The NBA did not hold its usual Las Vegas Summer League due to the COVID-19 pandemic. And, after testing positive for the virus, Maxey sat out the start of Sixers training camp. Instead of playing with his new teammates, he watched film of practice and reviewed it with assistant coaches.
A common cliché about a young player is he “looks like he belongs.” Playing at summer league for the first time earlier this month, Maxey didn’t look like he belonged — in a good way.
Maxey was without question one of the most talented players in Las Vegas.
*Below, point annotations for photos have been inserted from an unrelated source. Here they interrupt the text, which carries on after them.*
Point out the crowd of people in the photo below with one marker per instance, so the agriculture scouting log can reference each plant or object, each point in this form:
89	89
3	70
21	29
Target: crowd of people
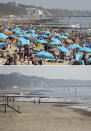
20	45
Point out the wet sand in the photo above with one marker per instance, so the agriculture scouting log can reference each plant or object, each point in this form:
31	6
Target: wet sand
45	117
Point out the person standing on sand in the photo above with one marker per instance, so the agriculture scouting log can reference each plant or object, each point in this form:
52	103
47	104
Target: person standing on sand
15	57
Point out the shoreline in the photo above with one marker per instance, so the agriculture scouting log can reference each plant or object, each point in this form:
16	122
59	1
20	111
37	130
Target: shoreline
45	117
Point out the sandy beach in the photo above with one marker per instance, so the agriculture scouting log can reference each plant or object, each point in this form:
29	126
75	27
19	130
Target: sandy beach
45	117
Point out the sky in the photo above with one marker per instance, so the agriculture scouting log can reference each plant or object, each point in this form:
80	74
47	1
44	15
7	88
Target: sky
63	4
51	72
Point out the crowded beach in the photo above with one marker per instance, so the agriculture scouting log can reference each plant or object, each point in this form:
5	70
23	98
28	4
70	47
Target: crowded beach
26	44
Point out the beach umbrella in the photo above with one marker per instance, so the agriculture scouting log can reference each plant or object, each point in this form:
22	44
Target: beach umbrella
88	60
54	43
74	46
3	44
27	36
46	32
32	30
63	37
78	57
63	49
85	49
56	40
42	41
34	35
56	34
44	36
69	41
16	30
66	34
23	41
44	55
8	33
3	36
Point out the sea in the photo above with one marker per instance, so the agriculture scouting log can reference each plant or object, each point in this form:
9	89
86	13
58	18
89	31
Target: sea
79	22
57	94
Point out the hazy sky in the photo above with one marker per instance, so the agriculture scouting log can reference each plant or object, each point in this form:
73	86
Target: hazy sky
65	4
52	72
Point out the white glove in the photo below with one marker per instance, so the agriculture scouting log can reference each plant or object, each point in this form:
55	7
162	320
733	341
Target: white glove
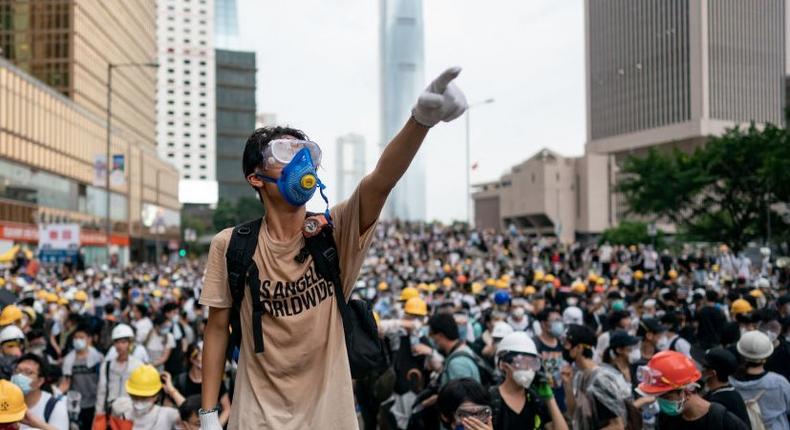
441	101
210	421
He totaled 52 points, 11 rebounds, nine assists, four steals and two blocks across two games before returning home to Garland, Texas, to host a youth basketball camp.
At 20 years old, many would still classify Maxey as a youngster himself. He was never timid in the spotlight as a rookie, however, and seemed to adjust exceptionally well to life as a professional during one of the most unusual NBA seasons ever.
“I’m not going to lie, the University of Kentucky really prepared us for the next level as far as being on the road, having to be on time, being on your own,” he said at his exit interview in June. “You can do whatever you please, to be honest. You’re on your own. No one’s telling you what to do, where to be and different things like that. You kind of have to be responsible, and the University of Kentucky did a really good job of preparing us for that moment.
“And my parents, they built a baseline when I was younger — treating people the right way and knowing what to do and what not to do — (knowing) right from wrong. And I really appreciate them for that.”
For Maxey’s Year 2, Sixers head coach Doc Rivers gave him one overarching focus.
“Coach Doc told me before I left (for summer league) to watch the film and work on running the team — being able to run a team; being able to get guys in the right spots; finding out where guys like the ball," Maxey said after the Sixers' summer league opener. “I think that’s one thing I really took to heart."
So far, so good on the idea of Maxey as a player who can run the show. One of the only minor blemishes from his summer league showing was a 1-for-8 outing from three-point range during the Sixers' overtime win over the Hawks. In terms of feeding his teammates and both dictating and rolling with the rhythm of the game, he did well during summer league.
Maxey is not known as a traditional point guard, though. He looked at his sharpest last season breaking down defenders off the dribble and attacking downhill. Maxey didn’t turn the ball over much and was a smart decision-maker, but that’s different from being responsible for a team’s offensive harmony.
As anyone familiar with Maxey would expect, he thinks he’s capable of just about any role.
“I pride myself on being able to do what the coach needs me to do,” he said. “I feel comfortable with the ball in my hands. I feel comfortable making certain reads, certain passes ... and just finding the right reads. I told Paul (Reed) in the second half (against the Hawks), ‘When you come screen and roll, I’m going to hit you with the pocket pass dang near every time.’ As soon as he started doing that, the game started opening up for everybody.”
A Ben Simmons trade could once again force Maxey to do quite a bit of adapting.
If the Sixers deal Simmons (and Maxey sticks in Philadelphia), perhaps Maxey would take on a higher proportion of minutes as the team’s lead ball handler. He might end up playing behind an established point guard, too. It’s impossible to know without having the exact details of the hypothetical return for Simmons, who’s been the subject of incessant offseason trade rumors and speculation.
Based on what Maxey’s shown, it’s a good bet that he won’t be unsettled regardless of what’s next.